Fashion looks to spring by Patrice Worthy ;
Indiana Daily Student
Published Monday, September 15, 2003
NEW YORK -- This year marks the 10th anniversary of 7th on Sixth, an organization originally formed in 1993 by the Council of Fashion Designers of America to organize, centralize and modernize the New York collections. It has become one of the city's marquee events, attracting thousands. Fashion industry leaders, the worldwide press, buyers, celebrities and politicians make up the mix, and it generates an estimated $253 million for the city's economy each year.

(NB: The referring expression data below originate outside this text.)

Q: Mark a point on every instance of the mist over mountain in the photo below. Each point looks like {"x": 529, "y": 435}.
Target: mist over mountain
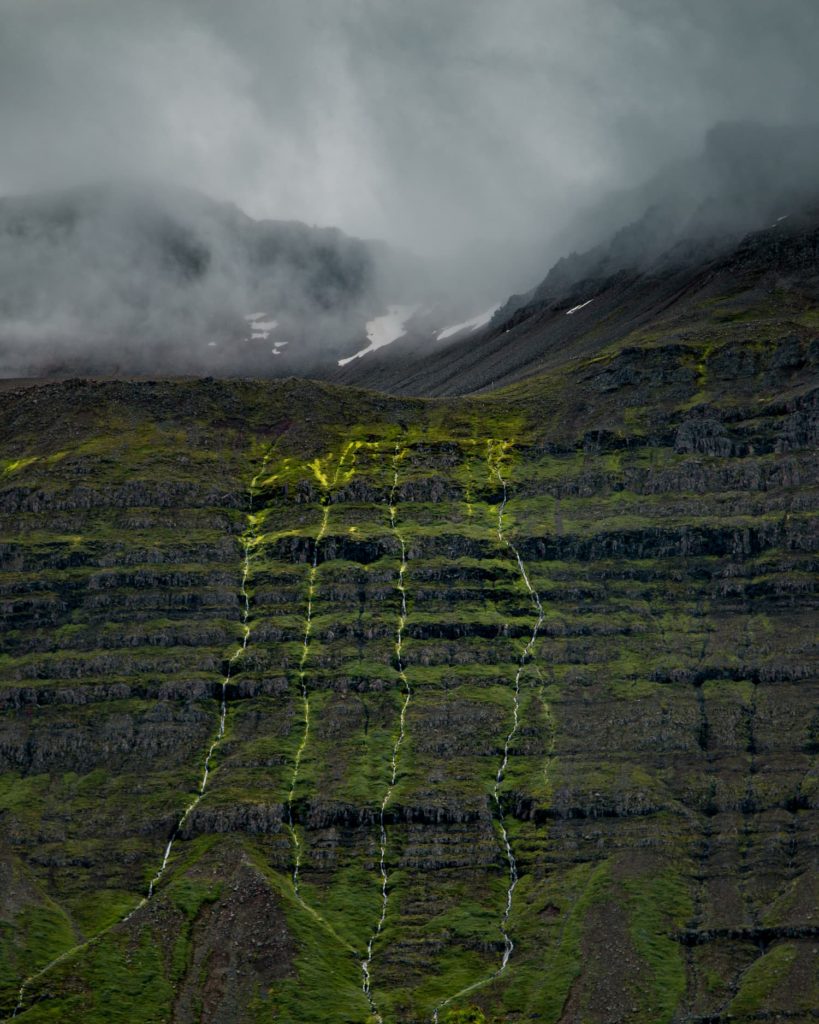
{"x": 408, "y": 488}
{"x": 135, "y": 279}
{"x": 146, "y": 278}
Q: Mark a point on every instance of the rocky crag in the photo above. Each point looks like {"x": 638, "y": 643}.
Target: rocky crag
{"x": 324, "y": 706}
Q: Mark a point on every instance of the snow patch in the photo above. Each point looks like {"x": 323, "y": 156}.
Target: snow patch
{"x": 383, "y": 331}
{"x": 477, "y": 322}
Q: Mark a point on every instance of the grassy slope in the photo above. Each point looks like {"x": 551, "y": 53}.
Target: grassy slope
{"x": 661, "y": 783}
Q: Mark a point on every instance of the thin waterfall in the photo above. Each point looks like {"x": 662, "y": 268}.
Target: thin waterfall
{"x": 407, "y": 696}
{"x": 509, "y": 946}
{"x": 248, "y": 543}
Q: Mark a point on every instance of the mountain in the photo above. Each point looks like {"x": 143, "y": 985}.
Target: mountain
{"x": 130, "y": 279}
{"x": 738, "y": 221}
{"x": 489, "y": 699}
{"x": 509, "y": 698}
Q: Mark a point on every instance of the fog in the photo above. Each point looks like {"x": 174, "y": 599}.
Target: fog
{"x": 467, "y": 131}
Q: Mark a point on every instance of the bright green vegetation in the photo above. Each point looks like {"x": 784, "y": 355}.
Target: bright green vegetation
{"x": 660, "y": 790}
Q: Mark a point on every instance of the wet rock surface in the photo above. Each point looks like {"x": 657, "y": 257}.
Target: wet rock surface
{"x": 659, "y": 792}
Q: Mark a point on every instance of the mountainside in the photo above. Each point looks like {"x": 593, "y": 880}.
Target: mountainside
{"x": 739, "y": 224}
{"x": 320, "y": 705}
{"x": 699, "y": 288}
{"x": 146, "y": 279}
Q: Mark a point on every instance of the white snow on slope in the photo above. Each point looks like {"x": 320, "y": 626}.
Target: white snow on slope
{"x": 383, "y": 331}
{"x": 480, "y": 321}
{"x": 260, "y": 329}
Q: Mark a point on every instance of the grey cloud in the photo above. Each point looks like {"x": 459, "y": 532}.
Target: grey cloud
{"x": 488, "y": 136}
{"x": 425, "y": 123}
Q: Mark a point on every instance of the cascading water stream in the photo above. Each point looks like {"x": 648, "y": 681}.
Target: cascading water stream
{"x": 407, "y": 696}
{"x": 247, "y": 544}
{"x": 493, "y": 462}
{"x": 328, "y": 487}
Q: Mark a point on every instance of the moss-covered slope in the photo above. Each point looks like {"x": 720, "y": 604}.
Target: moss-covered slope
{"x": 519, "y": 696}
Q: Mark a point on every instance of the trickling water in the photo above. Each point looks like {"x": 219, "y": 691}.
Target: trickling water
{"x": 509, "y": 945}
{"x": 247, "y": 544}
{"x": 407, "y": 696}
{"x": 305, "y": 697}
{"x": 328, "y": 487}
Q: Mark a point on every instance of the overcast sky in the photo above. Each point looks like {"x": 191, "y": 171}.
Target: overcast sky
{"x": 424, "y": 122}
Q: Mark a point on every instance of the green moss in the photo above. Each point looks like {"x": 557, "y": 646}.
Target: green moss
{"x": 763, "y": 979}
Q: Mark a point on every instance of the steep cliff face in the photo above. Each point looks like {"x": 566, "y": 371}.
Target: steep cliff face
{"x": 320, "y": 706}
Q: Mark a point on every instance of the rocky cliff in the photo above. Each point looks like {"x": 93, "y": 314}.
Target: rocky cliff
{"x": 322, "y": 706}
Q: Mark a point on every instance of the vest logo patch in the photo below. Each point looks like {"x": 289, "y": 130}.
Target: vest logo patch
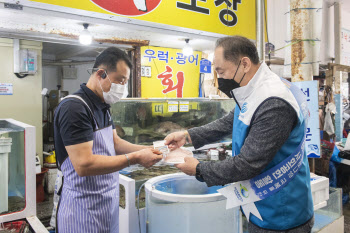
{"x": 244, "y": 107}
{"x": 238, "y": 195}
{"x": 244, "y": 191}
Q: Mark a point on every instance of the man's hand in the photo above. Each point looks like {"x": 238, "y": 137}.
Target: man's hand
{"x": 148, "y": 157}
{"x": 189, "y": 166}
{"x": 176, "y": 140}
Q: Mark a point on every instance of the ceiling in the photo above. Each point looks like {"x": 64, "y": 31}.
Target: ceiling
{"x": 61, "y": 28}
{"x": 66, "y": 51}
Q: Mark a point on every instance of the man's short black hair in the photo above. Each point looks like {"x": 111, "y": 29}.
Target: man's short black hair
{"x": 109, "y": 58}
{"x": 237, "y": 46}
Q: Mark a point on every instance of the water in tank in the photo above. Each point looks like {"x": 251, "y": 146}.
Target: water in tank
{"x": 12, "y": 168}
{"x": 179, "y": 203}
{"x": 144, "y": 121}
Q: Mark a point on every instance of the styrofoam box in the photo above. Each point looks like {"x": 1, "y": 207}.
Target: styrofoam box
{"x": 319, "y": 190}
{"x": 50, "y": 180}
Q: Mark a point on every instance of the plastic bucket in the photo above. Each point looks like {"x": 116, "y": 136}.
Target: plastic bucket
{"x": 179, "y": 203}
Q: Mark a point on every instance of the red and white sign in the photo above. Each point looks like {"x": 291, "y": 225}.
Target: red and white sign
{"x": 128, "y": 7}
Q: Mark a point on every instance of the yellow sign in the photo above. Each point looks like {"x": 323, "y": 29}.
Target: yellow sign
{"x": 172, "y": 75}
{"x": 228, "y": 17}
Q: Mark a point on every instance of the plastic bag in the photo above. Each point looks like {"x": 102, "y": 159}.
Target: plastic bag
{"x": 328, "y": 124}
{"x": 56, "y": 198}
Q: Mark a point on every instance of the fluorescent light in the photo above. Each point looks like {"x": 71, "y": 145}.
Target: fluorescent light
{"x": 187, "y": 50}
{"x": 85, "y": 37}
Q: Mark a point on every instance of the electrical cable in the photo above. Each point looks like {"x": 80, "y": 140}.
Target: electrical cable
{"x": 138, "y": 206}
{"x": 267, "y": 32}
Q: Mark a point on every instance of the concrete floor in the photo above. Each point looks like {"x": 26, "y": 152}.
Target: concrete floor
{"x": 44, "y": 211}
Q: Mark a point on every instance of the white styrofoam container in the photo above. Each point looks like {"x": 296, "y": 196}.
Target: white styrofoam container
{"x": 319, "y": 190}
{"x": 50, "y": 180}
{"x": 5, "y": 149}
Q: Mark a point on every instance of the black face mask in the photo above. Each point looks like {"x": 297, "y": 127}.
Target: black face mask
{"x": 227, "y": 85}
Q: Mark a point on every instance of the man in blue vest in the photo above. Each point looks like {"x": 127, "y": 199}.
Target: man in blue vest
{"x": 267, "y": 127}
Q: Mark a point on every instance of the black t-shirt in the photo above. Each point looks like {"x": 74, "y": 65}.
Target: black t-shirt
{"x": 74, "y": 123}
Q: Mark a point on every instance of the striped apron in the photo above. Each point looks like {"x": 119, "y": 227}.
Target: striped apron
{"x": 91, "y": 203}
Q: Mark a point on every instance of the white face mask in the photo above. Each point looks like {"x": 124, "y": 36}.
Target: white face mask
{"x": 115, "y": 93}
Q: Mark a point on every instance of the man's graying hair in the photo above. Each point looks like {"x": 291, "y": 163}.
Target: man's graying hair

This year, 66 designers will present their spring collections from Sept. 12 to
17, and many are making their debut under the tents at Bryant Park. Collections
like BodyGear Activewear and Bahar Korcan are showing their creations for the
first time at this year's Fashion Week. The popularity of the event has created
so much hype that hundreds of people are being denied entrance to many of the
most talked-about shows. Baby Phat, Rosa Cha by Amir Slama and Fusha lines were
so long their shows were standing room only. In February, the less-than-booming
economy didn't add to the already downtrodden mood surrounding the shows. But
this season, things are different. A-list celebrities are dominating the red
carpet, and designers are supporting others designers by attending shows.
This show was one of the most surprising in the Fashion Week so far. Many expected the show to display Lycra and workout clothes, but it was the opposite. The show featured colorful swimwear for men and women. Both male and female models wore turquoise bikini-style suits with red trim. All the bikinis had ties in this collection, creating a unique uniformity. The halter-style bikini tops tied in the back, and the mens' bikinis tied on one side. Designer Christian Urquijo played off the use of trim, using white trim with black and grey bikinis. He also used sheer panels on each side in the men's bikinis.
"Men should be more comfortable with themselves," Urquijo said. "I want to break men away from the preppy stereotype and give them the freewill to express themselves."
The show featured a large array of knits: Urquijo didn't stop with knit bikinis for men and women. He introduced gold sheer knit outfits and multicolored knit halter tops with skirts.
At the same time, Urquijo used such traditional material as denim to underline his modern style. The jeans have a wide leg, but drape the body like well-made slacks, hiding the disadvantaged areas and highlighting the wearer's best features. One pair of jeans had leather fringe on the bottom, while another pair exposed seams all the way down the leg.
"My motivation was that sexy and classy work well together," Urquijo said.
Fusha, wife of Wyclef Jean, was the talk of last season with her elegant but lively collection. This year she kept the same bright color palette, but with less zest. The collection was inspired by tropical flora and fauna: The dresses were red, bright pink, yellow, and green. Sequins dominated the shorts and tight skirts, along with sequined trim dressed in yellow and pink. But the focal point of the show were the beautiful blood red chiffon ball gowns.
"I like the red chiffon, and the dresses. The show was hot," Tyson Beckford said.
One of the highlights of the show was a full length black and white pinstriped dress, which was belted across the top, and came down in full skirt at mid-calf. The last dress in Saturday's presentation was a bright pink bridal gown with pink sequins on the bodice and a detachable skirt that revealed pink shorts.The model wore a 1920's-style silver beaded headpiece with strings of beads that came down to the shoulder.
Designers and celebrities reveled in the spirit of goodwill and applauded each other's success at the shows. Among the guest list at Fusha's show were Wyclef Jean, Damien Dash, Russell Simmons, Betsey Johnson, Jay-Z , Cuba Gooding Jr., and Tyson Beckford.
The Tracy Reese collection featured a feminine spirit of breathless spring.
The collection looked like a mix of 1930's lingerie and English tea time. The color scheme was yellow, pale blue, lavender, peach, white, beige and black. The collection included panel skirts that angled in the back, floral print coats with lace trim over flirty dresses and flowing dresses with silver beads over floral slips. Reese paired flowing shirts with yellow and blue straight-leg trousers. Her beautiful collection included 1930's style shirts that stopped at the hips and tied on the side. Models also presented chenille skirts in black and red and floral print trench coats.
"I was inspired by life and the idea of spring coming," Reese said. "When spring comes, it's emotional because it's a rebirth."
Monday's shows include Carolina Herrera, Oscar De La Renta, Betsey Johnson and BCBG Max Azaria.